Наконец Светлана устала от молчания.
— Мне жалко их, — сказала она, сделав крошечный глоток. — Поначалу убить была готова, а теперь вот стало жалко. Причём не столько Серёжку, сколько его самого. А вообще-то я сама сглупила, не надо было мне срываться, кричать, шарфом махать этим дурацким. Можно было соврать что-нибудь, дескать, так, мол, и так — он бы поверил. Он всему верит. Мало ли где я могла быть, правда? По магазинам ходила, а потом подругу встретила — тысячу лет не виделись, зашли к ней, поболтали. Не заметила, как время пролетело… А впрочем… Я и не хотела врать. Я и Серёжку-то ударила, чтобы Алексей разозлился, вытряс из меня наконец всю правду…
— А он, значит, не вытряс, — сжав в карманах кулаки, заметил Аркадий. — Значит, он не мужчина. Я бы вытряс. А вот сына ты зря ударила, детей вообще бить нельзя.
— Да я и не била его! — вскинулась Светлана. — Подумаешь — пару раз шарфиком шлёпнула!
— Шарфиком? — задумчиво переспросил Аркадий. — Он колючий, мокрый, тяжелый от воды… И в лицо… Нет, и шарфиком тоже нельзя. Нехорошо это. Серега у тебя хороший парень.
Она махнула рукой:
— Ты же его совсем не знаешь, как ты можешь судить?
— Ребёнок есть ребёнок. А вообще-то меня это мало интересует. Я хотел бы знать, что ты всё-таки решила?
Она надолго замолчала.
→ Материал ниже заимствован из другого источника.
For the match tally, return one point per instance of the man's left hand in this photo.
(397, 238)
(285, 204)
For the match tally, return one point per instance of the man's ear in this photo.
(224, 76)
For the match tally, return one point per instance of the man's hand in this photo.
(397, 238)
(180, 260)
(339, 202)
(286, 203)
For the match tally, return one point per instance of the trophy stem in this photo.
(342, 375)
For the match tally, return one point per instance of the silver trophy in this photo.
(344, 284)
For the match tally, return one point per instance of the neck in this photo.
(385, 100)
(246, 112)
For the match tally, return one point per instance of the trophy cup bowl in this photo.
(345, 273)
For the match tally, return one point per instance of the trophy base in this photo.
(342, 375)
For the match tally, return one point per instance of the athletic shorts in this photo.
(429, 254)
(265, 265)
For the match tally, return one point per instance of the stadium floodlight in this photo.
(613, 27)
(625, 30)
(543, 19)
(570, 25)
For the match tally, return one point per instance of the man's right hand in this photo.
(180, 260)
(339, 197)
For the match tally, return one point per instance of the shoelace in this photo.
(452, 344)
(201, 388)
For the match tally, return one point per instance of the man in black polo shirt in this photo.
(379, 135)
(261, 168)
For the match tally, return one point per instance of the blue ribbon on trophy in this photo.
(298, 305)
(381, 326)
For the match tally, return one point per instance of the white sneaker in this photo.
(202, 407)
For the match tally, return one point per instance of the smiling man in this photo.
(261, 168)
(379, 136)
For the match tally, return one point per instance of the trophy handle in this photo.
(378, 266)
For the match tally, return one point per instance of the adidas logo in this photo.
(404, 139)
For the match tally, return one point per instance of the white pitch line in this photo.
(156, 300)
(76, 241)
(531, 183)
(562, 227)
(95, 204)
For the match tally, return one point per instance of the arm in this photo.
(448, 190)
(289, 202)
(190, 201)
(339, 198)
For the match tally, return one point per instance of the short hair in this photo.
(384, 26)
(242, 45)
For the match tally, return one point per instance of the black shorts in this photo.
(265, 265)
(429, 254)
Отпила кофе, поморщилась, добавила еще ложечку сахара и вновь стала размешивать. Аркадий терпеливо ждал, пожевывая фильтр сигареты.
— Не знаю, — наконец проговорила она. — Ещё ничего не знаю. Это только кажется, что так легко всё бросить, обо всем забыть, уехать чёрт знает куда. А как сказать им, что я решила их бросить? Как объяснить Серёжке? Или, может быть, ты хочешь взять его с собой?
Аркадий нахмурился.
— Ты должна сделать выбор сама, — ответил он. — Ни на что подталкивать я тебя не буду. Ты только пойми, я беру тебя не на время, не для того, чтобы отдохнуть в Сочи. Я беру тебя навсегда. Решать тебе. Учти, времени у тебя осталось мало. Через две недели я уезжаю к родне в Астрахань, а потом — Сочи, Прага, Берлин и вся Европа. Выбор за тобой.
Он подошел к ней, присев у ее ног, поцеловал сложенные на коленях руки.
— Я нанижу бриллианты на эти пальчики, — прошептал он, по очереди целуя каждый палец.
— Мне не нужны бриллианты, — ответила Светлана. Она видела, что Аркадий начинает возбуждаться, и ей захотелось немного пококетничать.
— Зато мне нужна ты, — судорожно задышал он. — Я всегда мечтал усыпать свою жену алмазами.
— Я ещё не твоя жена…
— Ты будешь ею!
Он вдруг вскочил, подбросил её, как куклу, легко поймал на руки и швырнул на постель.
— Здесь тепло, — он рывками развязывал галстук. — Тебе не нужна кофта и эти идиотские джинсы. Я вообще не переношу на женщинах штаны. Я люблю платье.
— Посмотрела бы я, как бы ты заговорил, если бы на тебя в сорокаградусный мороз напялили платье. Здесь тебе не Сочи, это Сибирь…
Разговор происходил шепотом, Светлана медленно раздевалась. Потом Аркадий упал на постель рядом с ней, сгреб в объятия и, уткнувшись в ее шею, замер. Она почувствовала, как он покусывает ей горло. Запустив пальцы в его шевелюру, она закрыла глаза. Постепенно он сползал все ниже, не оставляя на шее и груди нецелованного места. Тогда она принялась расстегивать пуговицы на его рубашке…
Он отвёз её домой, когда была глубокая ночь Чёрная дорога петляла между черными домами, а с темного неба валил черный снег. Мороз к ночи заметно отпустил, видимо, устал за пять дней, да и ветра уже не было, так что снег падал медленно и важно, большими ленивыми хлопьями.
Аркадий проводил её до подъезда и поцеловал на прощание. Она отстранилась и посмотрела на возвышающуюся над ней громаду дома. Было очень тихо.
— Никто не видит, — успокоил он. — Все уже давно спят. Нет освещённых окон, кроме одного на третьем этаже.